18.2 The Information We Collect

This notice applies to all information collected or submitted on this website.

On some pages, you can make requests and register to receive materials. The types of personal information collected at these pages are: Name, Email address.

18.3 The Information We DON’T Collect

Credit/Debit Card Information

18.4 How We Use Information

We use the information you provide about yourself solely to fulfil your request. We do not share this information with outside parties. We use return email addresses to answer the email we receive. Such addresses are not used for any other purpose and are not shared with outside parties other than to keep you updated with new products and services from Shopping Behaviour Xplained Ltd.

You can unsubscribe or decline to receive this information at the time of making a request or at any time thereafter. Your details will then be immediately removed from our database.

Finally, we never use or share the personally identifiable information provided to us online in ways unrelated to the ones described above without also providing you an opportunity to opt-out or otherwise prohibit such unrelated uses.

18.5 Our Commitment To Data Security

To prevent unauthorised access, maintain data accuracy, and ensure the correct use of information, we have put in place appropriate physical, electronic, and managerial procedures to safeguard and secure the information we collect online.

18.6 How To Access Or Correct Your Information

You can access all your personally identifiable information that we collect online and maintain by calling us or sending us an email. We use this procedure to better safeguard your information.

You can correct factual errors in your personally identifiable information by sending us a request that credibly shows error.

To protect your privacy and security, we will also take reasonable steps to verify your identity before granting access or making corrections.

18.7 How To Contact Us

Should you have other questions or concerns about these privacy policies, please contact us

18.8 Cookie Policy

A cookie is a small piece of text that is stored on your computer, phone or other mobile device when using a browser to connect to the internet.

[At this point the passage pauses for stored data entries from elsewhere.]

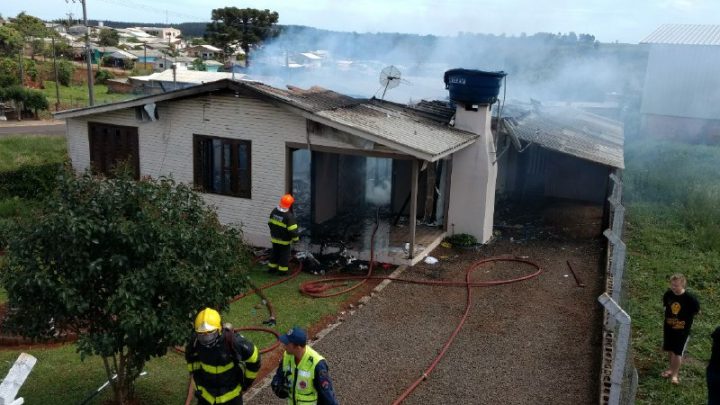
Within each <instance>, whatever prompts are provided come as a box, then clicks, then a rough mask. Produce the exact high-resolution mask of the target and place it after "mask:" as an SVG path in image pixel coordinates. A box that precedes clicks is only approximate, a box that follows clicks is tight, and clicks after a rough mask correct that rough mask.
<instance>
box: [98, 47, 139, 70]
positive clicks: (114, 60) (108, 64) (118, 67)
mask: <svg viewBox="0 0 720 405" xmlns="http://www.w3.org/2000/svg"><path fill="white" fill-rule="evenodd" d="M137 59H138V57H137V56H135V55H133V54H131V53H129V52H126V51H123V50H117V51H115V52H113V53H111V54H110V55H107V56H106V57H105V59H104V60H105V66H111V67H115V68H119V69H132V67H133V66H135V61H136V60H137Z"/></svg>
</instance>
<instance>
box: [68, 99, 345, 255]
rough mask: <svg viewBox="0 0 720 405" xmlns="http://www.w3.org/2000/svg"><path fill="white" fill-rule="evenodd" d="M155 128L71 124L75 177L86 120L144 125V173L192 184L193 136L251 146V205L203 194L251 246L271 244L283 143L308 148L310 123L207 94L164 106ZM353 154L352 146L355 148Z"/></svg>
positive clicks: (68, 128) (280, 174) (266, 106)
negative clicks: (218, 138)
mask: <svg viewBox="0 0 720 405" xmlns="http://www.w3.org/2000/svg"><path fill="white" fill-rule="evenodd" d="M157 108H158V115H159V117H160V119H159V120H158V121H156V122H140V121H138V120H137V119H136V118H135V110H134V109H132V108H130V109H123V110H118V111H114V112H110V113H103V114H97V115H92V116H86V117H80V118H69V119H68V120H67V131H68V132H67V145H68V154H69V156H70V158H71V159H72V163H73V167H74V168H75V169H76V170H77V171H83V170H85V169H86V168H87V167H88V166H89V164H90V149H89V143H88V133H87V130H88V122H102V123H107V124H116V125H127V126H134V127H138V138H139V145H140V175H141V176H143V175H149V176H152V177H158V176H161V175H166V176H167V175H170V176H172V177H173V178H174V179H175V180H177V181H180V182H185V183H191V182H192V180H193V167H192V166H193V150H192V136H193V134H200V135H210V136H221V137H225V138H237V139H244V140H249V141H251V142H252V146H251V148H252V189H251V195H252V198H251V199H245V198H236V197H227V196H221V195H216V194H205V195H204V196H205V201H207V202H208V203H209V204H211V205H213V206H215V207H216V208H217V212H218V216H219V218H220V220H221V221H222V222H223V223H229V224H241V225H242V228H243V231H244V233H245V238H246V240H247V241H248V242H249V243H251V244H253V245H257V246H268V245H269V232H268V227H267V217H268V215H269V214H270V211H271V210H272V209H273V207H275V205H276V204H277V202H278V199H279V198H280V196H281V195H282V194H283V193H284V191H285V165H286V162H285V144H286V142H294V143H303V144H304V143H306V142H307V139H306V124H305V118H303V117H301V116H300V115H298V114H296V113H294V112H291V111H289V110H287V109H285V108H283V107H279V106H275V105H273V104H270V103H268V102H264V101H260V100H257V99H253V98H248V97H232V96H226V95H203V96H198V97H195V98H191V99H185V100H171V101H167V102H162V103H158V106H157ZM310 141H311V143H312V144H313V145H323V146H333V147H343V148H353V147H352V146H350V145H349V144H345V143H342V142H341V141H339V140H337V139H329V138H324V137H318V136H313V137H311V139H310ZM353 149H354V148H353Z"/></svg>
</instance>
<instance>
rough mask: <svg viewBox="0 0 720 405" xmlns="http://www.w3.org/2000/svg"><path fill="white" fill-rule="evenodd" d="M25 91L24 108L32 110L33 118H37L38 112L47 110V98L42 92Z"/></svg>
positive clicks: (30, 89) (37, 116)
mask: <svg viewBox="0 0 720 405" xmlns="http://www.w3.org/2000/svg"><path fill="white" fill-rule="evenodd" d="M25 91H26V95H25V102H24V105H25V108H26V109H28V110H33V114H34V115H35V118H37V117H38V111H39V110H47V109H48V108H49V107H50V103H48V101H47V97H45V93H43V92H42V91H40V90H35V89H25Z"/></svg>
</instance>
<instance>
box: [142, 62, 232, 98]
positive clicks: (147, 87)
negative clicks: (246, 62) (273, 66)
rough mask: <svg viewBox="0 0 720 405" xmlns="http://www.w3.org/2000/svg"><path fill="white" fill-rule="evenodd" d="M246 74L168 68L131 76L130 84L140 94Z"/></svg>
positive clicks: (148, 93)
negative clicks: (165, 69) (149, 74)
mask: <svg viewBox="0 0 720 405" xmlns="http://www.w3.org/2000/svg"><path fill="white" fill-rule="evenodd" d="M244 77H245V75H244V74H238V73H235V74H234V75H233V74H232V73H224V72H204V71H196V70H187V69H186V68H178V69H175V70H174V71H173V69H167V70H164V71H162V72H157V73H153V74H151V75H148V76H131V77H130V78H129V80H130V84H131V85H132V86H133V92H134V93H138V94H157V93H166V92H168V91H171V90H177V89H184V88H187V87H192V86H197V85H198V84H203V83H210V82H216V81H218V80H223V79H237V80H240V79H243V78H244Z"/></svg>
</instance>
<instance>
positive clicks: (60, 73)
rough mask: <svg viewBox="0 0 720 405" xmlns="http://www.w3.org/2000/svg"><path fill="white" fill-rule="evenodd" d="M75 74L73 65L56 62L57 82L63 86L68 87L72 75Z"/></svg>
mask: <svg viewBox="0 0 720 405" xmlns="http://www.w3.org/2000/svg"><path fill="white" fill-rule="evenodd" d="M74 73H75V65H74V64H73V63H72V62H70V61H68V60H64V59H61V60H59V61H58V81H59V82H60V84H62V85H63V86H70V81H71V80H72V77H73V74H74Z"/></svg>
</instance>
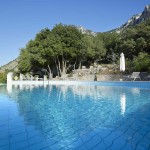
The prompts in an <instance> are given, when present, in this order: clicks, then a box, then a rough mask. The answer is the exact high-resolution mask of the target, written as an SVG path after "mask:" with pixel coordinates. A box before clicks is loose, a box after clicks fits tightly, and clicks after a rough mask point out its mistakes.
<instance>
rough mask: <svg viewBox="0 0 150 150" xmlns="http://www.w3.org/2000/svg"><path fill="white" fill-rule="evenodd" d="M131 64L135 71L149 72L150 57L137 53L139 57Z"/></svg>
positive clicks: (140, 53)
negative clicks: (134, 69) (133, 66)
mask: <svg viewBox="0 0 150 150" xmlns="http://www.w3.org/2000/svg"><path fill="white" fill-rule="evenodd" d="M133 64H134V66H135V69H136V71H141V72H142V71H143V72H145V71H146V72H150V55H149V54H148V53H143V52H141V53H139V55H138V56H137V57H135V58H134V60H133Z"/></svg>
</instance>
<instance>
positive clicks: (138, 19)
mask: <svg viewBox="0 0 150 150" xmlns="http://www.w3.org/2000/svg"><path fill="white" fill-rule="evenodd" d="M147 19H150V5H146V6H145V9H144V11H143V12H142V13H140V14H137V15H134V16H132V18H130V19H129V20H128V21H127V22H126V23H125V24H123V25H122V26H121V27H120V28H117V29H115V31H116V32H120V31H121V30H123V29H125V28H128V27H130V26H135V25H137V24H139V23H141V22H143V21H145V20H147Z"/></svg>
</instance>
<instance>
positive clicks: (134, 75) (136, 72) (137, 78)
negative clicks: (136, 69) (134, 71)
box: [123, 72, 141, 81]
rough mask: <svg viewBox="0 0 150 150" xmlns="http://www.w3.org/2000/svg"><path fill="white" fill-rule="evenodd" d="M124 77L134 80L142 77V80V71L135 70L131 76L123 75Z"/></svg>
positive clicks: (133, 80)
mask: <svg viewBox="0 0 150 150" xmlns="http://www.w3.org/2000/svg"><path fill="white" fill-rule="evenodd" d="M123 78H124V79H125V80H133V81H135V80H136V79H140V80H141V77H140V72H133V73H132V74H131V75H129V76H123Z"/></svg>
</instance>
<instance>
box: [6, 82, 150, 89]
mask: <svg viewBox="0 0 150 150" xmlns="http://www.w3.org/2000/svg"><path fill="white" fill-rule="evenodd" d="M7 84H9V85H44V86H47V85H97V86H123V87H131V88H132V87H136V88H144V89H150V81H67V80H62V81H60V80H59V81H54V80H47V81H43V80H41V81H31V80H25V81H14V80H13V81H12V82H8V83H7Z"/></svg>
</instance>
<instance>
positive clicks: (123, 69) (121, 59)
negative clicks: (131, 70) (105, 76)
mask: <svg viewBox="0 0 150 150" xmlns="http://www.w3.org/2000/svg"><path fill="white" fill-rule="evenodd" d="M120 71H125V57H124V54H123V53H121V55H120Z"/></svg>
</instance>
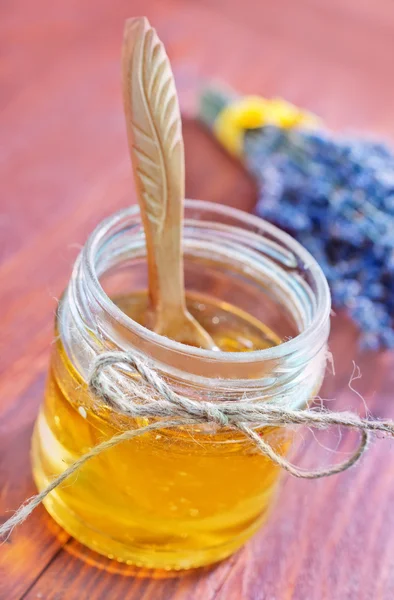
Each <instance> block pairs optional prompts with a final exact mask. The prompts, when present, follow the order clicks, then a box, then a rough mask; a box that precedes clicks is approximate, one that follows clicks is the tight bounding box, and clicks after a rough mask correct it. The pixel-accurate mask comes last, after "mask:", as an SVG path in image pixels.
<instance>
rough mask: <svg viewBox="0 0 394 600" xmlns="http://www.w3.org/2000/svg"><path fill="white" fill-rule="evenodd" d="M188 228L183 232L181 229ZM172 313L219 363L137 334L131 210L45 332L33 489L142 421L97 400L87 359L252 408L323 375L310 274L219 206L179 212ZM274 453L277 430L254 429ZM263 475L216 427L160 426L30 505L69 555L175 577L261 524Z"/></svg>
mask: <svg viewBox="0 0 394 600" xmlns="http://www.w3.org/2000/svg"><path fill="white" fill-rule="evenodd" d="M197 219H198V221H197ZM184 253H185V275H186V288H187V304H188V308H189V310H190V312H191V313H192V314H193V315H194V316H195V317H196V318H197V319H198V321H199V322H200V323H201V325H202V326H203V327H204V328H205V329H206V330H207V331H208V333H209V334H210V335H211V336H212V338H213V340H214V341H215V343H216V345H217V346H218V347H219V349H220V351H211V350H202V349H200V348H193V347H190V346H186V345H184V344H179V343H177V342H174V341H173V340H170V339H168V338H164V337H163V336H159V335H157V334H155V333H154V332H152V331H150V330H149V329H148V327H145V324H146V323H147V314H148V300H147V293H146V287H147V281H146V256H145V250H144V239H143V235H142V226H141V220H140V216H139V211H138V208H132V209H129V210H126V211H123V212H121V213H118V214H116V215H114V216H113V217H111V218H110V219H107V220H106V221H105V222H103V223H102V224H101V225H100V226H99V227H98V229H97V230H96V231H95V232H94V233H93V234H92V236H91V237H90V239H89V241H88V243H87V245H86V246H85V248H84V249H83V251H82V253H81V255H80V257H79V259H78V261H77V263H76V265H75V268H74V272H73V276H72V278H71V281H70V283H69V286H68V288H67V290H66V292H65V294H64V296H63V298H62V300H61V303H60V306H59V311H58V315H57V322H56V342H55V344H54V348H53V355H52V361H51V368H50V374H49V379H48V385H47V392H46V397H45V400H44V402H43V405H42V407H41V410H40V413H39V416H38V419H37V422H36V427H35V432H34V437H33V473H34V478H35V481H36V483H37V486H38V488H39V489H43V488H44V487H46V486H47V484H48V483H49V481H50V480H52V478H53V477H54V476H56V475H58V474H59V473H61V472H62V471H64V469H65V468H66V466H68V465H70V464H71V463H73V462H74V461H75V460H76V459H78V458H79V457H80V456H82V455H83V454H85V453H86V452H87V451H89V450H90V449H91V448H93V447H94V446H96V445H98V444H99V443H100V442H102V441H103V440H105V439H109V438H111V437H113V436H114V435H116V434H117V433H119V432H121V431H123V430H126V429H132V428H138V427H142V426H144V425H146V424H147V423H149V420H148V419H130V418H128V417H125V416H124V415H120V414H118V413H117V412H116V411H114V410H112V409H110V408H108V407H107V406H104V405H103V404H102V403H101V404H100V402H98V401H97V399H96V398H94V397H93V396H92V395H91V394H90V393H89V391H88V386H87V380H88V374H89V369H90V367H91V364H92V361H93V360H94V357H95V356H97V355H98V354H99V353H100V352H102V351H105V350H114V349H128V350H130V349H132V350H133V351H134V352H136V353H137V354H138V355H139V356H141V357H144V356H145V357H147V358H149V361H150V363H151V364H152V363H154V365H155V369H156V370H157V372H158V373H159V374H160V375H161V376H162V377H164V378H165V379H166V381H167V382H169V383H170V384H171V385H172V387H173V388H174V389H175V390H177V391H180V392H182V393H183V394H185V395H186V394H188V395H190V397H193V398H194V399H203V400H208V399H209V400H210V401H217V402H218V403H220V401H221V400H223V399H226V400H229V399H240V398H242V397H248V396H249V395H253V397H256V395H258V396H259V397H260V398H261V400H259V401H262V402H270V401H275V402H283V403H285V404H286V405H287V406H302V405H304V404H305V403H306V402H307V401H308V399H309V398H310V397H311V396H312V395H313V394H315V393H316V391H317V389H318V387H319V385H320V382H321V379H322V376H323V372H324V363H325V345H326V340H327V335H328V315H329V296H328V294H327V289H326V284H325V280H324V277H323V275H322V273H321V271H320V269H319V267H318V266H317V265H316V263H315V262H314V260H313V258H312V257H310V256H309V255H308V254H307V253H306V251H305V250H303V249H302V248H301V247H300V246H299V245H298V244H297V243H296V242H295V241H294V240H292V239H291V238H289V237H288V236H287V235H286V234H284V233H282V232H280V231H278V230H276V229H275V228H273V227H272V226H270V225H268V224H266V223H265V222H264V221H262V220H260V219H258V218H256V217H251V216H249V215H246V214H244V213H242V212H240V211H235V210H232V209H228V208H225V207H222V206H215V205H211V204H209V203H201V202H188V203H187V205H186V221H185V230H184ZM259 434H260V435H261V436H263V437H264V438H265V439H267V441H269V443H270V444H271V445H272V446H273V447H274V449H275V450H276V451H278V452H282V453H283V452H285V451H286V450H287V448H288V445H289V438H288V435H287V433H286V432H285V431H283V430H279V429H274V428H272V427H271V428H268V427H265V428H264V427H263V428H261V429H260V430H259ZM279 475H280V473H279V469H278V467H277V466H276V465H274V464H273V463H272V462H271V461H270V460H269V459H268V458H267V457H265V456H263V455H262V454H260V453H259V452H258V450H256V448H255V447H254V446H253V445H252V444H251V442H250V441H249V440H247V439H246V438H244V437H243V436H242V434H241V433H239V432H234V431H233V430H231V429H227V428H223V429H220V428H219V427H218V426H217V425H216V424H210V423H209V424H204V425H194V426H190V427H179V428H176V429H171V430H169V429H167V430H166V429H162V430H161V429H160V430H156V431H152V432H149V433H146V434H144V435H142V436H140V437H137V438H135V439H133V440H130V441H127V442H123V443H121V444H119V445H117V446H116V447H113V448H111V449H110V450H107V451H105V452H103V453H102V454H100V455H99V456H96V457H95V458H93V459H91V460H90V461H89V462H88V463H86V464H85V465H84V466H83V467H82V468H81V469H79V471H78V472H77V473H76V474H75V475H73V476H72V477H70V479H69V480H68V481H67V482H66V483H64V484H62V485H61V486H60V487H58V488H57V489H55V490H54V491H53V492H51V494H50V495H49V496H48V497H47V498H46V500H45V506H46V508H47V510H48V511H49V513H50V514H51V515H52V516H53V518H54V519H55V520H56V521H57V522H58V523H59V524H60V525H62V527H64V529H65V530H66V531H68V532H69V533H70V534H71V535H72V536H73V537H75V538H76V539H77V540H79V541H80V542H82V543H83V544H84V545H86V546H88V547H90V548H92V549H93V550H96V551H97V552H99V553H101V554H104V555H106V556H108V557H110V558H115V559H117V560H119V561H124V562H126V563H128V564H133V565H137V566H143V567H147V568H158V569H167V570H168V569H176V570H179V569H188V568H192V567H198V566H202V565H207V564H211V563H214V562H216V561H218V560H221V559H223V558H225V557H226V556H228V555H230V554H231V553H233V552H234V551H235V550H237V549H238V548H239V547H240V546H241V545H242V544H244V543H245V542H246V540H247V539H248V538H249V537H250V536H251V535H252V534H253V533H254V532H255V531H256V530H257V529H258V528H259V527H260V526H261V524H262V523H263V521H264V520H265V518H266V517H267V514H268V510H269V506H270V504H271V501H272V496H273V494H274V493H275V491H276V488H277V482H278V479H279Z"/></svg>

Cookies have many uses but specifically, they are used to store information about you on your computer. Unless you have specifically set your computer to reject cookies, websites will already have been using cookies to enhance your online experience.

18.9 How we use cookies

Shopping Behaviour Xplained Ltd uses cookies to gain a better understanding of our customers so that we can provide a better online experience. This applies to all visitors to our website, in all jurisdictions.

In order to comply with EU regulations, visitors to our website now have the option of accepting our cookies. We recommend you allow the cookies we set by this website as they help us provide a better service. If you do not want to receive cookies from this website, select cookie settings under the privacy settings in your browser options, then add our domain to the list of websites you do not want to accept cookies from.

The cookies we use on collect basic information about our visitors including what pages have been visited and how they found our website. The information we gather does not identify anyone and we make no attempt to find out who has been to our site.

What we do gain from this information is a better understanding of what our user’s are interested in on our website and how we can improve the experience.

18.10 The cookies we use:

Google Analytics: The Google Analytics cookie contains a randomly generated ID used to recognise your browser when you read a page. The cookie contains no personal information and is used only for web analytics.

Cookie Acceptance: This cookie monitors whether or not you have accepted cookies on our site.

18.11 People who use our online services

We will not give your contact information to any other organisation unless legally obliged to do so.


This policy will be reviewed annually and will also be updated as and when required.